The Lizard is the film's weakest link, though Rhys Ifans works harder than the material demands. His early scenes with Peter establish a genuine mentor dynamic and there is real warmth there, but the Lizard as a villain is underbaked in ways the film never fully recovers from. His motivations shift whenever the script needs them to, his plan for New York makes only passing sense, and the creature design is generic in a way that undersells the character entirely. He is not bad so much as he is unfinished, and the gap between what the film wants him to be and what it actually delivers is noticeable throughout.

The parent subplot is the clearest example of the film working against itself. The mystery surrounding Richard and Mary Parker is introduced early, woven through the middle, and then quietly dropped before the third act as if everyone involved agreed midway through that it was not going anywhere useful. It pulls focus from the emotional story the film is actually trying to tell, takes up time that could have gone to Peter and Gwen or Peter and Uncle Ben, and adds nothing that the core of the character does not already provide on its own. Peter Parker is not interesting because of who his parents were. He is interesting because of who he decides to become after losing them, and the subplot never seems to understand that.

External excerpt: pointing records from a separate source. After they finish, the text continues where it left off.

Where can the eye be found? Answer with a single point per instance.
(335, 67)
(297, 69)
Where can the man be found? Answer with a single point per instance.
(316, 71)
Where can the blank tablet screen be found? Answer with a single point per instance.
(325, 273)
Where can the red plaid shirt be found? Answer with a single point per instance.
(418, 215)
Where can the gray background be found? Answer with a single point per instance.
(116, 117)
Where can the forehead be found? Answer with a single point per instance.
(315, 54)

For all of that, the film is genuinely good, and I mean that without the cushion of nostalgia doing the heavy lifting. James Horner's score is warm and inventive, the web-swinging has a first-person immediacy that still holds up, and more than anything else, the film gets Peter Parker right in the ways that matter most. Garfield and Stone alone are worth the price of admission, and Webb builds enough genuine feeling around them to carry the film past its weaker moments. It is imperfect, and it knows it, but as an entry into the world of my favorite hero of all time it earns a solid 4/5.